By Judith Onwosi 

National Association of Nigerian Students (NANS), Ebonyi State Chapter has expressed their bitter concerns towards the lingering closure of schools in Nigeria as a result of COVID-19 pandemic.

The Director of Special Duties, NANS Zone B, Ebonyi State Representative, Comr. Nwuruku Olisa Alfred, in a press conference held in Abakaliki, said it was absurd that government would open markets, churches, etc, but had refused to open schools.

“We are aware that our learning centres are centres of civilization, dominated by a large number of people of high intelligence and the home of research and innovation, so we don’t see why our higher institutions should be closed in this period of a national emergency whose solution is supposed to be birthed by them.

“Once we silence the expert we empower the charlatans. The purpose of education is for a society to train those who will help it solve its problems. In a time of great troubles, the actions of a people show where it expects salvation from: the markets are open, the churches are open, the mosques are open, everything else is opened but our schools are closed. We cannot hold out peace anymore, our collective silence is an indictment.”

The students’ group, further condemned what it termed the prolonged subsisting ASUU Strike which it said, might continue even if the ban on academic activities were lifted.

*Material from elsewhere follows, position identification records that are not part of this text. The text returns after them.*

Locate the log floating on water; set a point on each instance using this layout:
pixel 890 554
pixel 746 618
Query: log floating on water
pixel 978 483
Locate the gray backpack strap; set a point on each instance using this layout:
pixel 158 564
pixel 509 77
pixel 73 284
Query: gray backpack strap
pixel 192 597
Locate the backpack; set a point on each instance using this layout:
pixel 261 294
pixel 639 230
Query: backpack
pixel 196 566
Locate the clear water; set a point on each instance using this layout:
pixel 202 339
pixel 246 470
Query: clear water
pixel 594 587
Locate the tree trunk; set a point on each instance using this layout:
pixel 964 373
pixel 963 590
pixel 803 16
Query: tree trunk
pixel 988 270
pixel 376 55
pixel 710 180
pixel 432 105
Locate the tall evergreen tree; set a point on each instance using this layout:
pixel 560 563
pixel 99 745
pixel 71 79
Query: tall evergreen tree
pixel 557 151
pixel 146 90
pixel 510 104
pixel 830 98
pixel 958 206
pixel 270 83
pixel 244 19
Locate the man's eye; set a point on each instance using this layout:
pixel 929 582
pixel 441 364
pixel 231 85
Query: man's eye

NANS called for the immediate resumption of negotiation between the federal government and ASUU, saying, “you are essentially negotiating our destinies, what is on the table is our future and we demand that both parties approach this with the sense of responsibility and urgency that it deserves and not see it as a power play.”

The group further expressed dissatisfaction over the crumbling Nigeria’s education sector, lamenting that the pandemic had further brought the sector to its knees, and urged government to act fast.

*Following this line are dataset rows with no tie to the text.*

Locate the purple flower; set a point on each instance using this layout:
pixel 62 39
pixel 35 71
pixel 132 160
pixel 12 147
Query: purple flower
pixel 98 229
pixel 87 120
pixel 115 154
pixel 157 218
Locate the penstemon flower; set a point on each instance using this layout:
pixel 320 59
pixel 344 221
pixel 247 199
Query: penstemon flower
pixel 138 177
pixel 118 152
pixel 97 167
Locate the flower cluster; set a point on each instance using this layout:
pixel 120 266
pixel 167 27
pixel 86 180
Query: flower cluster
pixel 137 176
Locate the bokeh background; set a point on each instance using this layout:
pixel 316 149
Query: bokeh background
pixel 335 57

“It’s uncomfortable to do this but must condemn the half-hearted attention lent to the education sector among its sister sectors. If Nigeria had a formidable education sector, then Nigerian students would have had fewer academic bruises to cure than what’s currently laying ahead.”

The group disclosed that at the expiration of the 14 days ultimatum given to the Federal Government to address the issues brought to its table by the Nigerian Students, it would have no other option than to embark on peaceful demonstration to press home their demands.

“Confess our impatience with the non-resumption of our schools and to state the likelihood of the demonstrations and other actions and gestures which may naturally flow from the exhaustion of our patients over this gross injustice levelled against the Nigerian students. Education is a right and not a privilege and the government must not only understand this but be seen to act like they understand it.”